Visits at 3rd and 12th month

During each follow-up visit, a research nurse conducted the follow-up interview and completed the appropriate case-report form (CRF). A pregnancy test was administered at the month 3 visit, only if clinically indicated (eg, absence of menses for more than 6 weeks, other signs and symptoms of pregnancy, or woman’s concern that she may be pregnant), and in all women at the month 12 visit. Pregnant women were provided with counseling regarding their pregnancy options, implant removal, and prenatal care. If the woman wanted to or already had removed the Femplant, she was provided with family planning counseling as part of the standard of care. All efforts were made to contact women in person through phone calls on the numbers provided by them or approaching them through persons who had referred them to the study clinics.

Unscheduled visits

During unscheduled visits, regular follow-up procedures were followed and study CRFs completed, if appropriate. Where personal contact was not possible, the follow-up interview was conducted via phone. All women were encouraged to seek medical care in the clinics where the implant was inserted or elsewhere if they experienced any medical problems or suspected that they may be pregnant after the study was over.

Retention

Measures to improve retention

The study staff emphasized to each participant the importance of follow-up for the entire study period and the need to return for the follow-up visits. As mentioned earlier, participants were compensated for their transportation costs and time to attend the scheduled visits for an amount approved by the participating IRBs. Clinic staff collected contact information for each participant. If a participant missed a scheduled appointment, the clinic staff tried to locate her using all possible means (eg, telephone, mail contact, through referees, or possibly in person) and documented these attempts (at least three attempts were made). The study staff also collected contact information from each participant for a contact person who would know where the participant might be. With participants’ consent, these people were to be contacted in case the participant could not otherwise be found.

Study outcomes were:

  • with the Femplant in place, the cumulative probability of pregnancy through 1 year
  • prevalence and incidence rates of immediate and delayed complications associated with insertion or removal of the Femplant
  • incidence rate of AEs related to use of the Femplant
  • cumulative probability of early discontinuation of the Femplant through 1 year
  • reasons for discontinuation of Femplant
  • level of women’s satisfaction with Femplant services.

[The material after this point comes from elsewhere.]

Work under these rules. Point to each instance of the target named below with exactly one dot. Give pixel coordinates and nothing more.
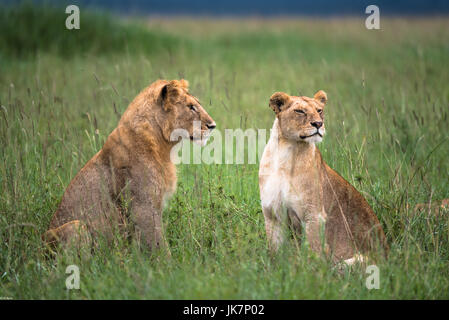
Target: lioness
(297, 187)
(134, 162)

Measurement of study outcomes

For 392 women enrolled in the prospective cohort, data related to satisfaction with MSS services, pregnancy, AEs, insertion complications, and acceptability information were collected through interviews and review of medical records during admission, follow-up at months 3 and 12, and during unscheduled visits. This information was documented on the corresponding CRFs. In addition, for another 332 women enrolled in the surveillance cohort, data related to the main study outcomes were collected through an interview during unscheduled visits and documented on the corresponding CRFs.

Measurement of pregnancies

A rapid urine pregnancy test (available through the MSS in Pakistan) was performed during the month 3 or unscheduled visits, only if clinically indicated. At the month 12 visit, a pregnancy test was performed in all 392 participants from the prospective cohort. The study staff ensured that information about all study pregnancies was documented on the follow-up and pregnancy-outcome forms accordingly. Whenever possible, date of conception was estimated based on the available information (date of last menses, etc). Pregnancies diagnosed elsewhere (ie, without confirmation in the study clinic) were considered study pregnancies.

Measurement of insertion/removal complications

The study staff reviewed the existing medical records for immediate insertion complications during the admission visit and documented it on the baseline form. All information related to delayed complications of the insertion procedure was collected during the month 3 or unscheduled visits, and documented on the follow-up form and serious AE (SAE) form, if appropriate. All complications related to removal (if occurring during the study) were documented on the follow-up and SAE forms, if appropriate.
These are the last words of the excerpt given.